Inchiostro – Con la riforma delle superiori messa in atto dal Ministero dell’Istruzione ci saranno parecchi tagli nelle scuole statali. Le scuole paritarie in che situazione si trovano?
Dott. Grignani – Le scuole paritarie non hanno avuto di fatto l’aumento di fondi che si aspettavano. Secondo i dati ISTAT, con la Legge Finanziaria del 2008, nella Provincia di Pavia un alunno della scuola statale costa allo Stato 8108 euro, mentre quello della scuola paritaria costa 51 euro, che non si sono mai visti. Inoltre è emerso che solo l’1,2% degli studenti frequenta scuole paritarie, contro il 96,4% delle statali e il 2,4% delle private non riconosciute. In definitiva è sbagliato dire che le scuole paritarie sono privilegiate.

Qualche settimana fa, sulla Provincia Pavese, è stato scritto che al liceo Olivelli sono aumentati gli iscritti, passando da 86 a 91, a differenza delle altre scuole non statali in cui sono diminuiti o sono rimasti stabili. Come spiega questa versione di tendenza?
Ci sono due elementi; uno è il rinnovato impegno del personale per migliorare la proposta educativa. Se c’è qualità nel personale e una risposta positiva dei ragazzi i risultati arrivano. L’anno scorso è stato pubblicato il libro Segni, sogni e numeri, scritto da professori e ragazzi della nostra scuola in cui s’insegnava come trovare gli strumenti di lavoro.
L’altro elemento consiste nel fare il liceo tradizionale anziché quello sperimentale.

Il calo nelle scuole private, secondo lei, è dovuto anche alla crisi economica, con le famiglie che non hanno abbastanza soldi per pagare la retta scolastica?
Sì, in questo periodo di crisi economica 4000 euro sono troppi e si fa fatica. La domanda d’iscrizione resiste per il Buono scuola del 25%, anche se adesso si chiama Dote scuola ed interviene anche sulle scuole statali.

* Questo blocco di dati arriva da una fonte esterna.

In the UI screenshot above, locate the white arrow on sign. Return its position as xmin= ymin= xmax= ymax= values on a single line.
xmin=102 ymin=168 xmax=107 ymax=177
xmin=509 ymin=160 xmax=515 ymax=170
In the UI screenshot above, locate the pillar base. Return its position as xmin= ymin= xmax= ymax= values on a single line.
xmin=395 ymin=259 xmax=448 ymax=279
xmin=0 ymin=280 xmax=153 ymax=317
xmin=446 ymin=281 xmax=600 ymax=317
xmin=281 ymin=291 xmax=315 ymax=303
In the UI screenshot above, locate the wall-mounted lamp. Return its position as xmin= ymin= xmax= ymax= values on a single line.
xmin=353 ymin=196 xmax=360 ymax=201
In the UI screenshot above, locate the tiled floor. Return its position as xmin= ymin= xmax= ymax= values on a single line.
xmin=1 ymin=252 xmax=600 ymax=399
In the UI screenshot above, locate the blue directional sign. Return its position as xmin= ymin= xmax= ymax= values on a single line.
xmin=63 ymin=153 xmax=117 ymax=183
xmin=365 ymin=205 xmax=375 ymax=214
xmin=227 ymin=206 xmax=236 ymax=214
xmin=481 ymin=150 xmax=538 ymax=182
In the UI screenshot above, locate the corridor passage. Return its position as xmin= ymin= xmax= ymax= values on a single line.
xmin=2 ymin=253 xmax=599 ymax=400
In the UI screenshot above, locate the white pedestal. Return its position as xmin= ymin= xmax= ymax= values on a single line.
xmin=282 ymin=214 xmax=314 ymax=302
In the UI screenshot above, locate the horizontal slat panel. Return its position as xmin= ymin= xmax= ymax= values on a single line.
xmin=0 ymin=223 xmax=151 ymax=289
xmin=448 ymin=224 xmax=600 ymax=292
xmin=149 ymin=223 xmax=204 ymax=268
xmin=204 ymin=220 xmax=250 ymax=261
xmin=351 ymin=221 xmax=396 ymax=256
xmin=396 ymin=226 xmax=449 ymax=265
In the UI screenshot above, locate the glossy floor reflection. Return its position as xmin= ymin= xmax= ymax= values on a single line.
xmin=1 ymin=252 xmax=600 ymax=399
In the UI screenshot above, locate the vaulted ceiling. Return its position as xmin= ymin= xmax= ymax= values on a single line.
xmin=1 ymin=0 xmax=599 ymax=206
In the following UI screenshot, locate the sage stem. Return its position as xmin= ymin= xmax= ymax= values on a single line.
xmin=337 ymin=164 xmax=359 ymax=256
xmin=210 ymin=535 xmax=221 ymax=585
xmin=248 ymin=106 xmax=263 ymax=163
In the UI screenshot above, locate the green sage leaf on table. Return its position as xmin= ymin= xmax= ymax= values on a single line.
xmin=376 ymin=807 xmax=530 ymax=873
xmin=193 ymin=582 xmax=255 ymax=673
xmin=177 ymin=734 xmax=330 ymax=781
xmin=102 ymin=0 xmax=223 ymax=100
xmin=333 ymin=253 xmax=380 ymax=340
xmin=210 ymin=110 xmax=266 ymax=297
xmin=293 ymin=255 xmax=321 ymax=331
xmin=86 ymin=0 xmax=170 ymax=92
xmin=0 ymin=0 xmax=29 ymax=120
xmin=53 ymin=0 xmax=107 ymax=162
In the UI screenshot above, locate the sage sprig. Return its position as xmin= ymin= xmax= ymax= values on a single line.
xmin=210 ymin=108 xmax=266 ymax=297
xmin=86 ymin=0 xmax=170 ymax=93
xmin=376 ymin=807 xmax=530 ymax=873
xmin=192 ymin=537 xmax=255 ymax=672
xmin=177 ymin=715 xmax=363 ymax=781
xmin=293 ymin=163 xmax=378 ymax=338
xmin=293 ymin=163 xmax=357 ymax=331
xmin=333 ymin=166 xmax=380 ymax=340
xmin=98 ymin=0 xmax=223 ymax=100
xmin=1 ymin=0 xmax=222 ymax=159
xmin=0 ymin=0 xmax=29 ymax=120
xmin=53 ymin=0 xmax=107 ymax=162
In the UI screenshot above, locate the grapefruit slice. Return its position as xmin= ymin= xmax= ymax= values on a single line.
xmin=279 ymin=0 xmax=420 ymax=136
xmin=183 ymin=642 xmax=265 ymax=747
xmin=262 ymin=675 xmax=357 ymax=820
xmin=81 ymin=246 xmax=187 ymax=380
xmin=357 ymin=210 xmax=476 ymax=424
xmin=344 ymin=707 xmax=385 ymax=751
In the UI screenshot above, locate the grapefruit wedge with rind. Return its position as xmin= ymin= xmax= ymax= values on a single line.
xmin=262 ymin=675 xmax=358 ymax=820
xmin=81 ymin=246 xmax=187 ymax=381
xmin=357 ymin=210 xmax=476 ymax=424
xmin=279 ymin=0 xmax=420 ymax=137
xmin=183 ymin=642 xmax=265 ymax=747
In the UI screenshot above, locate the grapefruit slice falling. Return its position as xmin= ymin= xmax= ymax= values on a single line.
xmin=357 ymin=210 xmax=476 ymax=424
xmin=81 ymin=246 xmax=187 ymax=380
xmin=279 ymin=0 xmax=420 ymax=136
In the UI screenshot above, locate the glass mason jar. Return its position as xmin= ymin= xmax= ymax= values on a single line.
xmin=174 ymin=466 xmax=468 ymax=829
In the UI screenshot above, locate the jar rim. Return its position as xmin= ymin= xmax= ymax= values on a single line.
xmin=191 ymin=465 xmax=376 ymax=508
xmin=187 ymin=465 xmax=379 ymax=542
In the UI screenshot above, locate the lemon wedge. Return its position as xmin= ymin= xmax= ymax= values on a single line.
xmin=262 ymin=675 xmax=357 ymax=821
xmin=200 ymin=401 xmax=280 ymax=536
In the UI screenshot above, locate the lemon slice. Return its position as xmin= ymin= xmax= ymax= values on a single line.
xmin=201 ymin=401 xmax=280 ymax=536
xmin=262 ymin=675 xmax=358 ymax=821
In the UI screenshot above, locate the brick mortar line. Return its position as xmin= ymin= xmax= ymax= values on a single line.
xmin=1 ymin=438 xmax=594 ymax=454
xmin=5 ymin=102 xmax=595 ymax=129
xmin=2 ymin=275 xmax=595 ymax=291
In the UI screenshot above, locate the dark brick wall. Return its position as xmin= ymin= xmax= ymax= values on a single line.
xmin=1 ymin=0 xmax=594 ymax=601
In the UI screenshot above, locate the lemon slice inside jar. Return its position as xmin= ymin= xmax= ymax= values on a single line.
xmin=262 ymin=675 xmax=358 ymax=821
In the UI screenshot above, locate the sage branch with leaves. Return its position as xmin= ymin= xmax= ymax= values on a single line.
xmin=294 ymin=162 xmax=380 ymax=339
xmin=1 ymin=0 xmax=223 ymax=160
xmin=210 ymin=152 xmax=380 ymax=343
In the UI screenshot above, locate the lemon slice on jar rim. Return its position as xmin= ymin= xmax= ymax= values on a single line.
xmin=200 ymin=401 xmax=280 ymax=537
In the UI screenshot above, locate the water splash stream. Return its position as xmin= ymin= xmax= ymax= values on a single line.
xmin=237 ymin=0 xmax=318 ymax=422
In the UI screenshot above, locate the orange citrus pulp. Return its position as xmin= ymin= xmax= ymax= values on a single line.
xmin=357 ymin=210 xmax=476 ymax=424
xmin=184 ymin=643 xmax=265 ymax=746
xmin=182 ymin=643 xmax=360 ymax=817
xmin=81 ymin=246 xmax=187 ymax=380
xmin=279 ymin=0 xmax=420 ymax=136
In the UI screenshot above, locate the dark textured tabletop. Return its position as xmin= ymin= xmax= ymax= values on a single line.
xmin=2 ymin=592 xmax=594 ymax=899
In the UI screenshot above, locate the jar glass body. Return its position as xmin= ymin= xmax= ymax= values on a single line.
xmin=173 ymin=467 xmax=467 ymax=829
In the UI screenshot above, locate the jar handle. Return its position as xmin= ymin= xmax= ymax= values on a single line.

Con questi tagli non c’è il rischio che i futuri diplomati affrontino l’Università con conoscenze limitate rispetto a chi li ha preceduti e agli studenti degli altri paesi?
Il problema non è finanziario ma di qualità, conta di più il rapporto tra alunno e docente. L’esempio migliore è quello della scuola di Don Milani; gli alunni vivevano in un tugurio, ma il rapporto di apprendimento era massimo perché c’erano docenti capaci. Il fatto che ci saranno molti tagli è una conseguenza delle scelte passate; oggi nella scuola italiana ci sono 1 milione e 200 mila dipendenti, bidelli compresi, e la maggiorparte delle risorse va in stipendi al personale. Sono troppi; l’esercito americano, Marines compresi, è composto da 600/700 mila persone. La questione da affrontare è la qualità d’apprendimento in Italia che, secondo il rapporto Pisa, non è di alto livello, soprattutto nella lingua e nelle materie scientifiche.

Il fatto che la qualità di apprendimento non sia di alto livello è presente anche all’estero, per esempio in Francia e in Germania, solo che in quei paesi si affronta il problema con attenzione, in Italia no. Perché?
Prima di fare un confronto con l’estero bisognerebbe fare un confronto interno. La Lombardia è in linea con le migliori nazioni, nel resto d’Italia la situazione è diversa. Ad esempio un 6 in Lombardia sarebbe un 9 al Sud e un ragazzo che esce con 100 e Lode al liceo classico di Crotone uscirebbe con 90/100 a Pavia.(secondo i dati di Pisa 2006 nella lettura e nella comprensione, ad una media italiana di 100, il livello del Nord Italia è di 105,7 contro il 94,2 del Sud, mentre nelle materie scientifiche il livello del Nord è di 107 in Matematica e di 107,2 in Scienze, contro il 93,5 e il 90,6 del Sud).